Reflections on Magna Carta in Australasia – Call For Papers

“Reflections on Magna Carta in Australasia” Panels at NZHA
University of Canterbury, New Zealand
2–4 December, 2015

The New Zealand Historical Association and the Magna Carta 800 Committee for New Zealand will host a series of panels at the NZHA’s biennial conference to celebrate Magna Carta
on its 800th anniversary. As a living text, Magna Carta connects both New Zealand and Australia to their colonial pasts. We invite submissions for papers that deal with the impact of this
unique historical document, especially those with a particular focus on New Zealand. We invite papers that discuss the historical context of the charter, its influence on social and legal history,
and its continued relevance to Australasian law and society.
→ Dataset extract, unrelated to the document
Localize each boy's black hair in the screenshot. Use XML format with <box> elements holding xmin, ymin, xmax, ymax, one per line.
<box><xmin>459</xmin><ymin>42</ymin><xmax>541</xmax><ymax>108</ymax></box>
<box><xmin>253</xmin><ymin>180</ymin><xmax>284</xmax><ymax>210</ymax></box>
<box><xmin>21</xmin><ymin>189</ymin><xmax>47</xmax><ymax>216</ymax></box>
The 2015 NZHA will be held between the 2–4 December (Wednesday – Friday) 2015. The organisers also invite submissions from postgraduates for a mini-conference dedicated to Magna Carta and its legacy to be held on Tuesday 1 December.

We will be particularly keen to consider all submissions with a New Zealand focus for a planned collection of peer-reviewed essays. We will be happy to consider the inclusion of papers by those unable to attend the NZHA.